Inflation, poor sponsorship hit Marathi dandiya this year
Though the fusion of local flavour in Navratri celebrations in the form of Marathi songs has been a popular concept for some time, this year, fans of Marathi dandiya may run out of choices in the city when the festival begins on Tuesday.mumbai Updated: Oct 16, 2012 01:18 IST
Though the fusion of local flavour in Navratri celebrations in the form of Marathi songs has been a popular concept for some time, this year, fans of Marathi dandiya may run out of choices in the city when the festival begins on Tuesday.
Marathi actor Adesh Bandekar has decided not to conduct the event this year.

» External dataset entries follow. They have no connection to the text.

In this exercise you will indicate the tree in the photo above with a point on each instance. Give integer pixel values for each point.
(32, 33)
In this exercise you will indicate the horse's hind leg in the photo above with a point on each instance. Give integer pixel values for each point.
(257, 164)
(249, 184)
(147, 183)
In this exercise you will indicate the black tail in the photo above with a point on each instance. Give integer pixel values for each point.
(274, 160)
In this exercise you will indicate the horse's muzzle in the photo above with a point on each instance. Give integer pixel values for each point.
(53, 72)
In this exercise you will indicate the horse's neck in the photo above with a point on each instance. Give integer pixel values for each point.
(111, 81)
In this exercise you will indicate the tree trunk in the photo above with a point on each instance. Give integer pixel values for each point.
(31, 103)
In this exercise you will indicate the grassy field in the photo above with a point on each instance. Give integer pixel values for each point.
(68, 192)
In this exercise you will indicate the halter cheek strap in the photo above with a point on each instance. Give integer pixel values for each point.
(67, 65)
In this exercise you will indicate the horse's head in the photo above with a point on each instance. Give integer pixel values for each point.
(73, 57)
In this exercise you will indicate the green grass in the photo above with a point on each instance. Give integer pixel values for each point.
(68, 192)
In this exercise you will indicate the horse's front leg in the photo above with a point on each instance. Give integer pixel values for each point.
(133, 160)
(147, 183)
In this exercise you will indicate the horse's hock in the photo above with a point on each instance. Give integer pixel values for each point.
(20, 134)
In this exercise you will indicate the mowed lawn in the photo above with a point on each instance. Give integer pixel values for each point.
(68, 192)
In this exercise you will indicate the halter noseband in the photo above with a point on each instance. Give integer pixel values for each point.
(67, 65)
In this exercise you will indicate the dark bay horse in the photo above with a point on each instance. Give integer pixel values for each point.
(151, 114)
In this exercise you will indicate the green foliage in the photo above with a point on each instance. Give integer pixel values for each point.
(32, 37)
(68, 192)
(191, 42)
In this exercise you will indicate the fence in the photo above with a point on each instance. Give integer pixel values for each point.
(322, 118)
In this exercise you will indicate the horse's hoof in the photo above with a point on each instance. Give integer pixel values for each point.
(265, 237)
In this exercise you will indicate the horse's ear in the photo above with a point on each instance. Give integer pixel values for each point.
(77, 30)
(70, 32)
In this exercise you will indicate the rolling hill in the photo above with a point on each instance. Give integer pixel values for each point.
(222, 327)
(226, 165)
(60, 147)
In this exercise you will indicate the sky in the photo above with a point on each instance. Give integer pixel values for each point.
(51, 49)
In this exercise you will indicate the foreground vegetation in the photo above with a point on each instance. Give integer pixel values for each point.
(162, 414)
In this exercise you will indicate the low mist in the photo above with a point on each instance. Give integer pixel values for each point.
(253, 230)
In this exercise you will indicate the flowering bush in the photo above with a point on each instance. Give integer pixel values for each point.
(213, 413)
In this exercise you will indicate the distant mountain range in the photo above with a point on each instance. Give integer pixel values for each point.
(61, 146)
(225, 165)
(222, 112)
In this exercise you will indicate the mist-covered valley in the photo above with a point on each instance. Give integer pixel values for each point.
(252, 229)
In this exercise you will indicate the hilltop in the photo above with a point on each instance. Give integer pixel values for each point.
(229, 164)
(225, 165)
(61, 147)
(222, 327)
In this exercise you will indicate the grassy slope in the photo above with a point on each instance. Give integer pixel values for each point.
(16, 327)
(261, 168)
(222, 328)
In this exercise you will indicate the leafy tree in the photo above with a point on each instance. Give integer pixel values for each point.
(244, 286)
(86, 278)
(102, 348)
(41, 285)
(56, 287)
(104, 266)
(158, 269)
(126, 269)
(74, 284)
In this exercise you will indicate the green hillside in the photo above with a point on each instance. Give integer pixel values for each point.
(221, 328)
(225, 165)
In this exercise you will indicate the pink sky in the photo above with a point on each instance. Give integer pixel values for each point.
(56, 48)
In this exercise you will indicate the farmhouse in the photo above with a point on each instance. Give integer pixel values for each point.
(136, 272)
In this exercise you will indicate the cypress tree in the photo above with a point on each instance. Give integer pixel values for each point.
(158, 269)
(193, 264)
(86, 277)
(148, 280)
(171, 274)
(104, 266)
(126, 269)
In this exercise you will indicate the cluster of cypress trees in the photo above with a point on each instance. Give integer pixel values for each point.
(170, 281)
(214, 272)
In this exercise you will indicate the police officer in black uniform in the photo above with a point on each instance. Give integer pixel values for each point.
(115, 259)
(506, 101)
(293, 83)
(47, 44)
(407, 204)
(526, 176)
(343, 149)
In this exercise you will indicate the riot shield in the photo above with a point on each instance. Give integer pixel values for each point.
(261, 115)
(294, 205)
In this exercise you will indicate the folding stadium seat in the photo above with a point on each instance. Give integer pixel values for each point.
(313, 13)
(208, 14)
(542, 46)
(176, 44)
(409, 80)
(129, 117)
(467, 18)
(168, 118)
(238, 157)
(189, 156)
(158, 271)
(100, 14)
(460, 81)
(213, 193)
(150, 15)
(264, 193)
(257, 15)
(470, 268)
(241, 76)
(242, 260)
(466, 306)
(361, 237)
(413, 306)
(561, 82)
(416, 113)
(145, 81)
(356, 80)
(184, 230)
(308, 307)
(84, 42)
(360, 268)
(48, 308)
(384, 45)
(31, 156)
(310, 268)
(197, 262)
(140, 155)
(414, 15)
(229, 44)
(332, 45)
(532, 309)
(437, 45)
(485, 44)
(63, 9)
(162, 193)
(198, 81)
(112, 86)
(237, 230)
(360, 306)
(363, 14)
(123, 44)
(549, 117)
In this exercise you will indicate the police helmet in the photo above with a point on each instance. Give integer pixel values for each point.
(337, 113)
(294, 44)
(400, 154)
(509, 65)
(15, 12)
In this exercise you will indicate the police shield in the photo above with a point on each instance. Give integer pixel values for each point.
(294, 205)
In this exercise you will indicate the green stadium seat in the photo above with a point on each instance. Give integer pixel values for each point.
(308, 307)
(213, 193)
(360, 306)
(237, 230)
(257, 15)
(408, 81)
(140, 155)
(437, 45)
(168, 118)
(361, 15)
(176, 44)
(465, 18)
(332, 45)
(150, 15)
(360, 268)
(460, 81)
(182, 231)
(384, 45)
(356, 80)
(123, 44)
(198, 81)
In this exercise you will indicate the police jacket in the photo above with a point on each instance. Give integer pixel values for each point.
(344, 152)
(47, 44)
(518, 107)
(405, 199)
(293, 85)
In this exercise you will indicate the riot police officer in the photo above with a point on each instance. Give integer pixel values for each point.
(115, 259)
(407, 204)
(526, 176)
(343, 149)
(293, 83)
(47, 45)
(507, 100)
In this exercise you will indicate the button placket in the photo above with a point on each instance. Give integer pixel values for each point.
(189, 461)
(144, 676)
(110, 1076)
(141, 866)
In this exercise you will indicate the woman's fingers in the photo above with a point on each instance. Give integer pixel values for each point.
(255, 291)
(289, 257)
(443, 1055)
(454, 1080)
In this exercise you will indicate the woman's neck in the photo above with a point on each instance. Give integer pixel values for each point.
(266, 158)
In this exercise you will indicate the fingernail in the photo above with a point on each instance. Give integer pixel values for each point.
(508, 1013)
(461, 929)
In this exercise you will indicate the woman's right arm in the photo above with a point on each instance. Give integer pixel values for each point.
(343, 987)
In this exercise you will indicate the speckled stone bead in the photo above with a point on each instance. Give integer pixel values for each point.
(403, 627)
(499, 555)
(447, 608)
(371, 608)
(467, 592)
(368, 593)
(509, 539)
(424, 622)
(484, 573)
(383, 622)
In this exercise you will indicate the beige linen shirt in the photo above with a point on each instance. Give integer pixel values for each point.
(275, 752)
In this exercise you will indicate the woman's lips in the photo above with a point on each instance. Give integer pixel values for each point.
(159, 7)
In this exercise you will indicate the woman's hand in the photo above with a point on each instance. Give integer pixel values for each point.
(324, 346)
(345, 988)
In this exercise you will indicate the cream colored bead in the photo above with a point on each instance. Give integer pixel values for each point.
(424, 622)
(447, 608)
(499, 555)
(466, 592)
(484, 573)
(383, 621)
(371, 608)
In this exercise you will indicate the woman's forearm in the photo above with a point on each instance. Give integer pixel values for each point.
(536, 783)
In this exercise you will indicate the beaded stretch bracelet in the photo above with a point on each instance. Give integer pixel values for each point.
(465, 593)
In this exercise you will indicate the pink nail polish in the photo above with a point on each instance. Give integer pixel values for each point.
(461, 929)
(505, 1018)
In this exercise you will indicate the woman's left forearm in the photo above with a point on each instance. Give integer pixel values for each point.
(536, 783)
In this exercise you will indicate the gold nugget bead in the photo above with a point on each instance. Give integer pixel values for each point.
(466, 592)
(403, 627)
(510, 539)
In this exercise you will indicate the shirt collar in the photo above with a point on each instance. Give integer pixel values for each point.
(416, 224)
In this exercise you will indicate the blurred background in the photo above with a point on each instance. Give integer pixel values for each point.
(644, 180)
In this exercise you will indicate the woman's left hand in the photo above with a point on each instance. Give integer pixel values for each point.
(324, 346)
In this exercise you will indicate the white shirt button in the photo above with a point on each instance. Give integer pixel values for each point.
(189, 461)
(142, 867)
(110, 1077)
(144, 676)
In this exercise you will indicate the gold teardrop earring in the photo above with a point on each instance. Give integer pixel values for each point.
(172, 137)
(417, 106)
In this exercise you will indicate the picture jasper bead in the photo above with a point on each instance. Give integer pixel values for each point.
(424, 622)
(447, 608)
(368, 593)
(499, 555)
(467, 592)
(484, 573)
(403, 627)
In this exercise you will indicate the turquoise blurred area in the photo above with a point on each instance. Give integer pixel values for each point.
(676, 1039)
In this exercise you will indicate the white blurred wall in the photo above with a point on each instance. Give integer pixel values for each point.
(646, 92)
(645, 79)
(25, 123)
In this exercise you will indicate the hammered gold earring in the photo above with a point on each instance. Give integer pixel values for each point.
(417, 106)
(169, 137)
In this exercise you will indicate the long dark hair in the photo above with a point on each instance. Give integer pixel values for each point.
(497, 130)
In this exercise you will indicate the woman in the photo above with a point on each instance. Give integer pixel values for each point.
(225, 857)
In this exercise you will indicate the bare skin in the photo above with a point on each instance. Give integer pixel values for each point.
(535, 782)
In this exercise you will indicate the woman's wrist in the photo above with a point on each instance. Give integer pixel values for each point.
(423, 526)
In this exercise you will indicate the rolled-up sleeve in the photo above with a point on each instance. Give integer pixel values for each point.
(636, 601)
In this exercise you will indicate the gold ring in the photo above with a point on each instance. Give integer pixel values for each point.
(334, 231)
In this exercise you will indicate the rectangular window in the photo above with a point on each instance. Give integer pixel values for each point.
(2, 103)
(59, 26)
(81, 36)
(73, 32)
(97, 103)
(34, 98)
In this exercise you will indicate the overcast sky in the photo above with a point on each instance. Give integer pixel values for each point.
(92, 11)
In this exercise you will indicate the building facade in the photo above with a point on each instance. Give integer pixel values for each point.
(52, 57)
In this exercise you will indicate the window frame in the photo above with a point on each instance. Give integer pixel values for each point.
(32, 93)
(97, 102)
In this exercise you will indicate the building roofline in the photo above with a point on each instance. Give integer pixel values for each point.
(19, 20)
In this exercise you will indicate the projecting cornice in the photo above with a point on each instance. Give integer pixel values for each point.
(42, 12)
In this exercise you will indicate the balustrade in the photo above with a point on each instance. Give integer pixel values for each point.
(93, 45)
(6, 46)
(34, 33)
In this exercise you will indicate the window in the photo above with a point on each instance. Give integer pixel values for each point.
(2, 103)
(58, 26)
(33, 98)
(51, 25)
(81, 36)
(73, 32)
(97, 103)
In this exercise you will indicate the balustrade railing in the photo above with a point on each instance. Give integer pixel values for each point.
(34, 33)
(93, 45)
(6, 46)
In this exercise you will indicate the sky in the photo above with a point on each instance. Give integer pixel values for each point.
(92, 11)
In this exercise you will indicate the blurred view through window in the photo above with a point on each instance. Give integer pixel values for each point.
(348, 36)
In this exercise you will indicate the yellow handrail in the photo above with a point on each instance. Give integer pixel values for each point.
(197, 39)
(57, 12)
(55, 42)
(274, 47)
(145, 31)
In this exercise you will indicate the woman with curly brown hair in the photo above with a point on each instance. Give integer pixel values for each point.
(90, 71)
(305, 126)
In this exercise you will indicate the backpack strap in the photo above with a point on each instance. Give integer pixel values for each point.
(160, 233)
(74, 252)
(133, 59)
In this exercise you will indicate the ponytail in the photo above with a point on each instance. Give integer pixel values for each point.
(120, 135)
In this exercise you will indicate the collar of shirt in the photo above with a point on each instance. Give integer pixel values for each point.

Bandekar was one of the first to introduce Marathi dandiya on a large scale eight years ago by playing Marathi songs instead of Gujarati numbers.
“While Marathi dandiya is popular and the event would see huge crowds, I had been incurring a loss of Rs. 5 lakh on an average every year,” said Bandekar.
“I did not want to raise the entry fee from Rs. 100 per person since this is not a business for me. However, given the inflation, the expenditure would have been a lot for me. Hence, I have decided to take a break this year,” he said.
Bandekar used to conduct the event at the Kamgar Krida Mandal in Elphinstone Road and last year, as many as seven thousand revellers had visited during the last two days.
Some organisers said there was poor sponsorship for Marathi dandiya events this year. “Though we saw a big crowd at our Navratri event two years ago, financial difficulties have stopped us from organising the event again. We have not been able to get good sponsorship as well,” said Mithila Lad, one of the organisers of the Nityaratri Marathi Fusion Dandiya in Worli.
Traditionally, the festival is known as Bhondla in the Marathi culture, which is distinctively different from how Navratri is celebrated in the Gujarati culture. The dance moves differ from the steps in garba or dandiya, and women wear nauvari saris, not ghagras.
“People in villages go to each other’s aangans to play Bhondla, so in the city, we visit several housing societies where we sing traditional Marathi folk tunes and dance to dhols and tablas,” said Vidya Phadke, member of a city-based Bhondla group.